A healthcare worker prepares a Pfizer Covid-19 booster shot in Los Angeles earlier this year.
An independent panel of advisers to the Food and Drug Administration will meet on Tuesday to consider options for updating the coronavirus vaccines for a booster campaign aimed at warding off fall or winter surges.
The experts will vote at the end of the daylong meeting on whether the vaccines should be reformulated to target either Omicron or one of its subvariants, and if so, which one. You can watch the meeting live on YouTube here, which is scheduled to begin at 8:30 a.m. Eastern.
Discussion questions circulated by the F.D.A. show that the advisory group will also be asked whether vaccines that combine the original formulation with one targeting Omicron would be preferable to vaccines that only target Omicron. Data supporting the option that combines the so-called “prototype,” or existing, vaccines with Omicron has received mixed reviews so far, with regulators suggesting in briefing materials for Tuesday’s meeting that such a design is “already somewhat outdated.”

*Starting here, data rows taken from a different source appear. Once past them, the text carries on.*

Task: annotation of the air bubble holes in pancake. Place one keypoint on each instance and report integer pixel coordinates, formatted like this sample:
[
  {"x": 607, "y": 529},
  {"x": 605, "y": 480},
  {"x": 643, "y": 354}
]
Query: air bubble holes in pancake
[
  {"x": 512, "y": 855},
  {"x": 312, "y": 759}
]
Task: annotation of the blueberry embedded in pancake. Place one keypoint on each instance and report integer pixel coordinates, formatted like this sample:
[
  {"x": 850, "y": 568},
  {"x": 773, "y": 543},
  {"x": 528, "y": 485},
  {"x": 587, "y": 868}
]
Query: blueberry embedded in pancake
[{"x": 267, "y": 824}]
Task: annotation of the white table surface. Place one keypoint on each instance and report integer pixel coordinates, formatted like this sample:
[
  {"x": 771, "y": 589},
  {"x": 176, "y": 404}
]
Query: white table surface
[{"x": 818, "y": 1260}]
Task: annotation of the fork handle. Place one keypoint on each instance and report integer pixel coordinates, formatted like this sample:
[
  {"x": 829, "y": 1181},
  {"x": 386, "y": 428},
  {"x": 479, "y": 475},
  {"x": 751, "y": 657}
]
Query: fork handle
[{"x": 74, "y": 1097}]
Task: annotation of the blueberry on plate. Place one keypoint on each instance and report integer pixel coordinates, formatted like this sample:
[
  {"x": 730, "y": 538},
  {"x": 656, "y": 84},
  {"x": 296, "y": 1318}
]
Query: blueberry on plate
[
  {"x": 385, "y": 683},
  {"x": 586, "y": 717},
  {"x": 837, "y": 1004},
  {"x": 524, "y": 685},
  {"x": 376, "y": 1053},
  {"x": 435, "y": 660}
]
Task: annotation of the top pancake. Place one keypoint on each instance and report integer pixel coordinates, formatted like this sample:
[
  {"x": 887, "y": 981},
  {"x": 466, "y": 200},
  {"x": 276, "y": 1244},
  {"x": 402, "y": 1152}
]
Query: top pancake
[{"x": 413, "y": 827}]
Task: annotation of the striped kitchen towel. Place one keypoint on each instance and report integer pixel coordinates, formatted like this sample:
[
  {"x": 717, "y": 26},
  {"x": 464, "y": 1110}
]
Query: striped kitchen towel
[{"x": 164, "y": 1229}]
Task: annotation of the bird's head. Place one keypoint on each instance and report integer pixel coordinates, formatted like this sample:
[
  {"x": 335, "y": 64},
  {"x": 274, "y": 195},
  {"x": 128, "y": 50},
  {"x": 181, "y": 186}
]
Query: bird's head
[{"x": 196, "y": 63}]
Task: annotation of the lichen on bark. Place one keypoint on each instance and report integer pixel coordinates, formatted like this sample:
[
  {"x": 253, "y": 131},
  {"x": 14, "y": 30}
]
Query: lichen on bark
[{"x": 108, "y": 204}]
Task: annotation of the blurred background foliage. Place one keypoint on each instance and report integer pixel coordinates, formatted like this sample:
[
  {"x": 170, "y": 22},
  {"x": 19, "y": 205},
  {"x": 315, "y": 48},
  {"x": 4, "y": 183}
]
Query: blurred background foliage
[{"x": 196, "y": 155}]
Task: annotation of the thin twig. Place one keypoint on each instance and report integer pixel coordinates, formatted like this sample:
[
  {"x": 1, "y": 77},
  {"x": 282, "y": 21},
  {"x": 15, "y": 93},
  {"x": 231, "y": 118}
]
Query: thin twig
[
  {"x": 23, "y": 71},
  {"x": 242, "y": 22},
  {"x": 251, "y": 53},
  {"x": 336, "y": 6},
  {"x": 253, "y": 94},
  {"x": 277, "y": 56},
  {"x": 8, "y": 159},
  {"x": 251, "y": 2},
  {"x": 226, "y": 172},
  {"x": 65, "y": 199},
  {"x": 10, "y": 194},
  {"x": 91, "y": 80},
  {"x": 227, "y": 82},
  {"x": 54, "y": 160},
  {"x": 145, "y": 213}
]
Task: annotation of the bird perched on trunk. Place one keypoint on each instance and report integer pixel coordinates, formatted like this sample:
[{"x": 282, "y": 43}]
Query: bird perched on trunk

Regulators are also planning to ask the advisers whether health providers should continue using the original vaccine formulation this fall on people who have not yet been fully vaccinated if the makeup of the booster shot changes.
Omicron subvariants known as BA.4 and BA.5 now make up more than a third of cases in the country, a possible hint of what could be circulating later this year. A vaccine that protects against those versions of the virus may be of the most interest to the F.D.A. panel and the federal scientists who will determine what to target.
Members of the F.D.A. committee may be divided on who should receive new vaccines. Some might say that a fall booster will be broadly necessary, while others might argue that because the current vaccines’ protection against severe forms of Covid-19 has held, the next round of shots should be limited to high-risk individuals, at least to start. Dr. Paul Offit, a vaccine expert at Children’s Hospital of Philadelphia and a member of the committee, has said that only people over 70, and those over 50 with serious underlying conditions, will likely need a fall booster shot.
The possibility of a more advanced vaccine has been teased for months by federal health officials, who have warned that as the virus evolves rapidly, vaccine-induced protection against infection has faded, allowing some Americans to be reinfected even in the span of several months.
In the briefing materials published ahead of Tuesday’s meeting, F.D.A. officials said the risk of another major Covid outbreak will rise later this year “due to the combination of waning immunity, further evolution of variants, and increased indoor activity.”
The World Health Organization said this month that updated versions of the vaccines should be studied because their protection against symptomatic illness has deteriorated so quickly.
Moderna and Pfizer, the makers of the two most widely-used vaccines in the United States, have both studied Omicron-specific vaccines, expecting them to be seriously considered as the fall booster option. But the research has been complicated by the subvariants, for which neither company has developed shots yet.
If the government decides it wants a booster shot that targets BA.4 and BA.5, the vaccine manufacturers will have to race to produce the doses by fall. Pfizer may be able to meet an October deadline, according to people familiar with the company’s operations, while Moderna has said it likely would not have the option ready until late this year or early next year.
The discussion on Tuesday will likely serve as a referendum of sorts on the future of the pandemic in the United States and whether the fast-changing virus could lead to a significant spike in hospitalizations later this year. Justin T. Lessler, an epidemiologist at the University of North Carolina, Chapel Hill, is set to present modeling to the committee on the trajectory of the virus.
Deaths have remained below 400 a day in recent weeks even as Omicron cases surged this spring, with people dying from Covid at a rate close to the lowest of the pandemic. Infectious disease experts have attributed the trend to the protection Americans have gained from vaccination and infection, and from new treatments, such as the oral antiviral pill Paxlovid.